厳しい戦いだったし、王都防衛という事で褒賞金ももらったし、サポーターとして付き合ってくれたアキさんは講師ということで、少し学んでみようか?って考えたんだ。
オレはもともととある町で門の警備をしていたんだ。こんななりしてるからな。腕っぷしはそれなりにあったんでな。いわゆる傭兵ってやつだな。
生まれは別の場所だ。腕試しに外の世界ヘ出て、傭兵として世間を渡り歩いてたってわけだ。
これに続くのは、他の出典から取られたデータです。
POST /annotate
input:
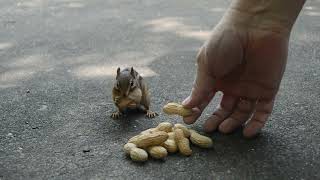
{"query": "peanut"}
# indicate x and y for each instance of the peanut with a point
(157, 152)
(182, 142)
(200, 140)
(175, 108)
(152, 139)
(170, 145)
(185, 130)
(171, 135)
(127, 147)
(134, 138)
(148, 131)
(139, 155)
(164, 126)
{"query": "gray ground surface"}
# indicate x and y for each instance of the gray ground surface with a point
(57, 63)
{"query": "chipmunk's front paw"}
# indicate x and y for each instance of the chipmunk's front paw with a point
(117, 100)
(116, 115)
(151, 114)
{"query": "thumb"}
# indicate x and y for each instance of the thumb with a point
(203, 84)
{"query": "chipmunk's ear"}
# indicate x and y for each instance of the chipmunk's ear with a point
(132, 72)
(118, 72)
整調者になる直前、警備していた町が魔獣の大群に襲われた。もちろん戦ったさ。しかし、対応できる数をはるかに超えていたため、町の反対側から避難する事になった。オレは足止め役だな。
仲間たちが時間稼ぎ用に急造したバリケードを利用して撃破していたが···。結局は突破されて多くの犠牲者が出てしまったんだ···。
オレも瀕死の傷を負った。『もうダメだ···』、と思った時に神に救われた。
復讐の機会をくれた神には感謝だ。この力で魔獣どもを蹂躙してやる!と息巻いたが、現実は残酷だ。
王都の北の森での戦いでほぼ敗北だったんだ···。もちろん、ナメてかかっちゃいないさ。コルの回復魔法でなんとかなったがな。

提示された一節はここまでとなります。